作中の日本における史上最年少の総理大臣であり、支持率5000%超えという何をどう集計したのか分からない数値をたたき出す人心掌握の鬼です。5000%と聞いて連想するどこかの1000%の仮面ライダーと比べても遜色ない「仕事ができる」人物に見えます。
腹黒さはありつつも、市井を歩き、弱者やはぐれ者にも自ら手を差し伸べる男です。
やなせたかし氏がヒーローについて、怪獣を倒す強い人の事でなく、困った人に食べ物を分け与える者というようなことを語っていたように思いますが、熱海常夏はこれにも当てはまるのではないでしょうか。
自身が支持を得る為とはいえ、国民に対して腹黒さを隠し、民草の住みよい国を作ろうと率先して行動するのは「困っている人に食べ物を与える」ヒーローに重なります。現実の日本においても、今求められているのはこういうヒーローなのでないかとしみじみと思います。
政治家らしく耳障りのよい……言ってしまえば胡散臭いセリフばかりを並べる彼ですが、「国民のご要望を叶えるのが、私の仕事」「困っている人を見過ごさない」「日本のリーダーとして当たり前のことをしただけです」と言いながら、有言実行しているのですから、そりゃあ国民からも「常夏総理」とファーストネームで呼ばれる信頼度になるわけです。
暑苦しい綺麗ごとばかり吐いても、それを本当にするなら、ただただ素晴らしい人間です。だってみんな本当は綺麗ごとがよいのですから。
人気取りの踏み台にされた遠野吠/ゴジュウウルフは熱海常夏に対して怒りを燃やしていました。気持ちはわかります。しかし、はぐれ者である吠が「自分も人気者になれるかもしれない」と常夏によって導かれたこと自体は事実なので、道義的には常夏は「悪役」でないというのも素晴らしい立ち居振る舞いでした。

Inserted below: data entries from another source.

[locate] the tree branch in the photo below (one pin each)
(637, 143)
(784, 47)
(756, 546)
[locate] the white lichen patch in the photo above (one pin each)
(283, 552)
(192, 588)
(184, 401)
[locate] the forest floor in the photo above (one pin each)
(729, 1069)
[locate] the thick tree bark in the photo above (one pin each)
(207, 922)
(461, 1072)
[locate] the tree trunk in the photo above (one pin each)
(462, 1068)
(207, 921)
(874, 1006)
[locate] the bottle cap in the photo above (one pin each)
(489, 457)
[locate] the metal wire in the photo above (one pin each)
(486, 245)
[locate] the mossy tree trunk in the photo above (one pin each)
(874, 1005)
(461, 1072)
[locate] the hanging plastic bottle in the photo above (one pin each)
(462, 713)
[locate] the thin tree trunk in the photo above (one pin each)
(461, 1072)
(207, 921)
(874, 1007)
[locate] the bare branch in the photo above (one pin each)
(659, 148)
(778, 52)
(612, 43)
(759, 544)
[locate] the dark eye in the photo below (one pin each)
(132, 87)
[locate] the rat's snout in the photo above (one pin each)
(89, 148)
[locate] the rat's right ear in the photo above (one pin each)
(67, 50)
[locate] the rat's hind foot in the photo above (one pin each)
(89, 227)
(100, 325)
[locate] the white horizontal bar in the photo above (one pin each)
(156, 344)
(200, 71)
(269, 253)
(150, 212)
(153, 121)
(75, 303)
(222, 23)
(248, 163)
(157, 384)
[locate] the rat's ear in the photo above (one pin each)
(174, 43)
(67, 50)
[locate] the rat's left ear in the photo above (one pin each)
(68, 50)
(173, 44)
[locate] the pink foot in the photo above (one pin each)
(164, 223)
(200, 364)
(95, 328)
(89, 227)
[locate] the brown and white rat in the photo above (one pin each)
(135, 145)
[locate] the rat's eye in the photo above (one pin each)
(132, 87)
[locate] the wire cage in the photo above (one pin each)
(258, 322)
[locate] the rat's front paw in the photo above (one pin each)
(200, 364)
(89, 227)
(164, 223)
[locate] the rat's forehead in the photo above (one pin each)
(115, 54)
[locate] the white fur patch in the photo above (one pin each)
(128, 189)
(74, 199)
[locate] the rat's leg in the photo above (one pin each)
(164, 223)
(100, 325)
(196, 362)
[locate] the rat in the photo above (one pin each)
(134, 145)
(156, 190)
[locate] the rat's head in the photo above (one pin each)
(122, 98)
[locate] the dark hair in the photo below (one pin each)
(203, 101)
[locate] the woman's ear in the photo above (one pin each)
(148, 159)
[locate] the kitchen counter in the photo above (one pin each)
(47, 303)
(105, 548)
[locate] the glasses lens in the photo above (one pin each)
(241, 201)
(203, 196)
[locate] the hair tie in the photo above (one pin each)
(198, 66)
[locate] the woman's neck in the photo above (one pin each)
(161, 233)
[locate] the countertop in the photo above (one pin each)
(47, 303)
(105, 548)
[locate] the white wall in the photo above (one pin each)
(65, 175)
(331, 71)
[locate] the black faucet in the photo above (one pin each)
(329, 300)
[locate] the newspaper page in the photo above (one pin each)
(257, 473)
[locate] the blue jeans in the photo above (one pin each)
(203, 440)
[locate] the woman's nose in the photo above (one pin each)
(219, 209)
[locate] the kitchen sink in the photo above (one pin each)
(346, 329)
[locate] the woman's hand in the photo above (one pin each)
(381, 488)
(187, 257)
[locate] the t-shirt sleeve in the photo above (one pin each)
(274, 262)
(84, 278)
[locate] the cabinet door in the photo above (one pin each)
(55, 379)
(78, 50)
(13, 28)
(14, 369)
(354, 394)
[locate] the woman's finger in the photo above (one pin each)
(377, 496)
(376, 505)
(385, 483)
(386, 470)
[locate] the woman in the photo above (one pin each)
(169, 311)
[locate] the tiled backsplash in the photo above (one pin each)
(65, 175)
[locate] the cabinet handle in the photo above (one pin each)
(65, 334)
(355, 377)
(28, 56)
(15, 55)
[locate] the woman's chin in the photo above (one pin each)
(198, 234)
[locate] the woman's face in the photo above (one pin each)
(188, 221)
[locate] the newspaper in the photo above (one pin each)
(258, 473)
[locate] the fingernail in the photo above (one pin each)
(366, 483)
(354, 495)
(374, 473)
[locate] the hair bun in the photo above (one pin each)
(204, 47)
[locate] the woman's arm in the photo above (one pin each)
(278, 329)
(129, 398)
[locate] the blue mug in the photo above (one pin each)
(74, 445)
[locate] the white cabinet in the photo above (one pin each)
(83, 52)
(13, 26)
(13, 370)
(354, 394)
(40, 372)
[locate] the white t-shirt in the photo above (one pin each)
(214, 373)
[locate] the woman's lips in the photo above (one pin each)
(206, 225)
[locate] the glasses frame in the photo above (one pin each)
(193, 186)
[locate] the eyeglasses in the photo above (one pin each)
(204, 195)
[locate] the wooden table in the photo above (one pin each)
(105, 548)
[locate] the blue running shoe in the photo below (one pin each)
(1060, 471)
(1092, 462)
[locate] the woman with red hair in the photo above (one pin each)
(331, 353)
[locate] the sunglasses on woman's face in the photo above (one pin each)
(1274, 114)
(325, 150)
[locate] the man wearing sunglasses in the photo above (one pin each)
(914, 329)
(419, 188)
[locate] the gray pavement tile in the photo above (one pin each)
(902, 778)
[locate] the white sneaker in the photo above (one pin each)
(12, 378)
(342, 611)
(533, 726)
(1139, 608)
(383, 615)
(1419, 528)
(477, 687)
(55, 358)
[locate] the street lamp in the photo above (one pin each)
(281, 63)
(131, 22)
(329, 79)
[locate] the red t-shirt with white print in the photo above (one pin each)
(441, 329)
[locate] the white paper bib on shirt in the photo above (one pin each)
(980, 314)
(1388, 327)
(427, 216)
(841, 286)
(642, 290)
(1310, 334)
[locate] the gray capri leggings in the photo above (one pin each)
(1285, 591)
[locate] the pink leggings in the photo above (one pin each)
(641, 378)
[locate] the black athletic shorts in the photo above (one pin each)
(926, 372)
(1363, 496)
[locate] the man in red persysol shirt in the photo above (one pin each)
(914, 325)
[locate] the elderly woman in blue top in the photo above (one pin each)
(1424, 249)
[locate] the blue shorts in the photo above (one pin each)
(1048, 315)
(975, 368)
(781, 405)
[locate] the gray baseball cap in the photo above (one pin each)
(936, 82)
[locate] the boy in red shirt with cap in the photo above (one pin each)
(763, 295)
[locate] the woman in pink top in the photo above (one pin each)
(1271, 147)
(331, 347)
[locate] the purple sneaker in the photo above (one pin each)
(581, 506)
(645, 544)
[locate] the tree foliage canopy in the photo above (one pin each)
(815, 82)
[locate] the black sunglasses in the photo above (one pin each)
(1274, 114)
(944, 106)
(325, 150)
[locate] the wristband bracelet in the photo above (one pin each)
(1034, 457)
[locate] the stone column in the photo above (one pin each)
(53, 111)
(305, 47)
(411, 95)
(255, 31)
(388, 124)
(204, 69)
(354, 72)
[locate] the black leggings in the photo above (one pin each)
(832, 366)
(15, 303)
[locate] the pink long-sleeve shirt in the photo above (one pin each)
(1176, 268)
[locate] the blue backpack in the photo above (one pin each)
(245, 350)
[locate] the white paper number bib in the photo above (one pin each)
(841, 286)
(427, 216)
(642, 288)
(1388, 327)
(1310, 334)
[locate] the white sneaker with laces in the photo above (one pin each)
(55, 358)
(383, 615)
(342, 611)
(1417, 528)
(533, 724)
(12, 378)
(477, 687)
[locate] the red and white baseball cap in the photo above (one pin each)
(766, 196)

熱海常夏役の俳優・七瀬公氏が以前にウルトラマントレギア(の人間としての姿)を演じていたというのも、目を向けたい部分です。
友人であるウルトラマンタロウが無神経で空気が読めない所為で心にわだかまりを抱え、さらには尊敬する上司が思い詰めて闇堕ちしたのを知ってしまった為に、あんな具合になってしまったトレギアですが、その人間態を演じたのが七瀬氏です。個人的には実写版シャフ度とも言える振り返り方が印象的でした。
ウルトラマンタロウのように成れなかったトレギア(の人間としての姿を演じた役者)がドンモモタロウに転生したのだと思うと、感慨深いです。いえ、役者つながりでキャラクターにあれこれ言うのは品が無いかもしれませんが、今回はアニバーサリー作品ですからご容赦ください。
単話のゲストキャラクターではなく、今後もしばらく出番がありそうなのが嬉しいです。お気に入りのキャラクターがいるというのは、作品を追うモチベーションになります。
来週以降も、常夏総理の活躍が楽しみです。